I would say that at first our grocery expense was approximately equal to what it was in California (San Francisco Bay Area) but we've modified our diets, and have cut out a nearly all red meats. Also, our electricity bill is probably 80% what it was in California, but over there I had a 1,400 sqft house, while over here we have something more like 950 sqft. I think that gasoline in our area is about 50.00 Pesos to the liter , which I think would put it about on par with prices in Northern California. Of course we don't have a daily commute, so I don't spend nearly as much on gas as I did before. 

I think that if you try to maintain your old American life style here (diet) it can be quite expensive. I find that I spend a lot more time around the house, fixing things, only go out once or twice a week, and don't eat out in restaurants that often. My experience has been that the expenses can really rack up, when you're living here permanently, as opposed to when you're just visiting. However, as a wise man once said, your mileage may vary.
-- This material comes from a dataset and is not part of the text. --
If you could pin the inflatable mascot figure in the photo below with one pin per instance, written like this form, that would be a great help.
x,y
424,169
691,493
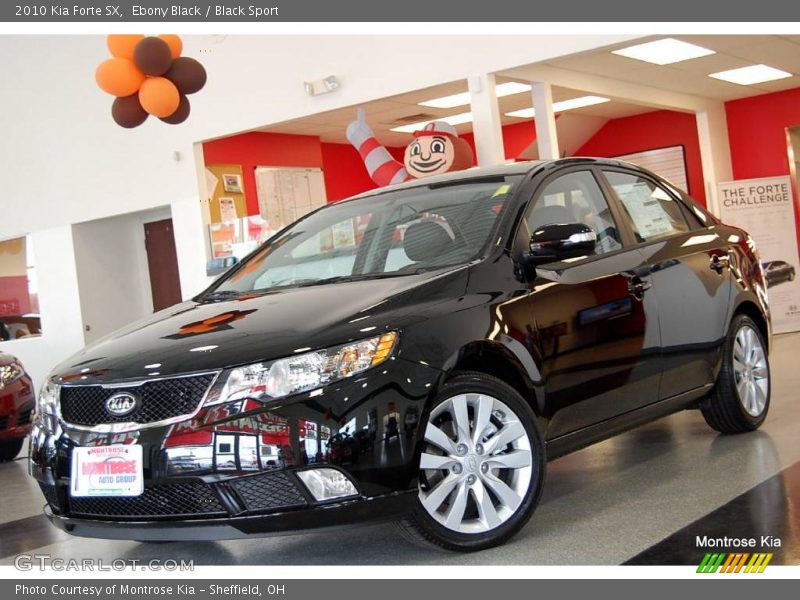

I agree with the above comments, sitting on the 101, 405, or 5 is no way to spend your time on this Earth. Almost anything is better than that.


----------



## jon1 (Mar 18, 2012)

I too have had to adjust, because if I lived like I was in the US it would definitely be more expensive. Like Maxx, I have modified my diet and reduced red meat to only occasionally with more chicken and fish 90% of the time. Electricity is definitely costlier here and I have taken measures to get my bill down (LED lights, new appliances, cross airflow of house, gas stoves, less A/C). Gas is at 55p/L ($4.78/G) so it is on par with the US. I use diesel for my main transport 43p/L ($3.74/G) which helps on some cost and one tank of LPG per month (795p/20Kg). Usually my electric bill has been averaging 5500p/mo using around 500kw. That is using one A/C unit in the bedroom mostly at night.


----------



## Nickleback99 (Aug 6, 2011)

All of what you all outline makes me feel better about expenses, as I paid about $200 or more per month in Va Beach in peak hot or cold seasons, and That with two zone controls and a geo thermal heat pump. Pay only about 60-70 per mo here in WA, but we dont need A/C at all, so go figure. Fuel sounds reasonable if I have a vehicle at all...for sure if Subic. My diet already mirrored The fish, chick and veggies (and beans) anyway. Even wine from Australia seemed reasonable when I was there. Ill pay cash for house ( or lease right Subic) so things are looking good!


----------



## Nile566 (May 2, 2014)

jon1 said:


> Nile,
> 
> Check out this calculator Cost of Living Comparison Between Manila, Philippines And Los Angeles, CA, United States
> 
> ...


Thanks for the numbeo website. Awesome comparisson info found there. Been crusing thru it several days. 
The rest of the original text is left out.